Alexei Bonamin, Senior Vice-Chair of the IBA Capital Markets Forum and a partner at Brazilian law firm TozziniFreire, believes MiCA ‘is so far the most comprehensive and extensive regulation on crypto issued’ and, as a result, ‘will probably serve as a benchmark for regulation of the crypto sector in other countries’. He adds though that ‘it is difficult to foresee all its practical aspects and how it will work in all the jurisdictions under its scope’.
“MiCA is so far the most comprehensive and extensive regulation on crypto issued [and will] probably serve as a benchmark for regulation of the crypto sector in other countries
Alexei Bonamin, Senior Vice-Chair, IBA Capital Markets Forum
He adds that while compliance requirements will be stricter for the sector, investment opportunities will also open up, since the new regulation will create a level-playing field and foster stronger and more robust entities, which in turn will produce greater confidence for the market and investors.

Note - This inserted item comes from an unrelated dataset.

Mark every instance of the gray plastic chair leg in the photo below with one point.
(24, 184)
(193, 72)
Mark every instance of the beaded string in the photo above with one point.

Philippe Tardif, Vice-Chair of the IBA Securities Law Committee and a partner at Canadian law firm BLG, says that since MiCA is premised on established consumer protection principles – such as government oversight of issuers and service providers – the regulation ‘should provide an effective harmonized regulatory framework’, at least ‘to a point’. He adds that ‘The enforcement and civil liability regimes and a culture of compliance will determine how effective the regulation will be in practice’. Other jurisdictions, meanwhile, may choose to update their existing regimes rather than produce a new regulatory framework in the way the EU has done, believes Tardif.
He says that ‘organisations that choose to transact in crypto assets will need to establish policies and procedures that seek to ensure compliance with the new rules. They should also establish policies aimed at confirming that the counterparties (service providers and issuers) are authorised to deal in crypto assets and that satisfactory custodial arrangements are in place. In-house counsel should be in a position to play a central role in developing these policies.’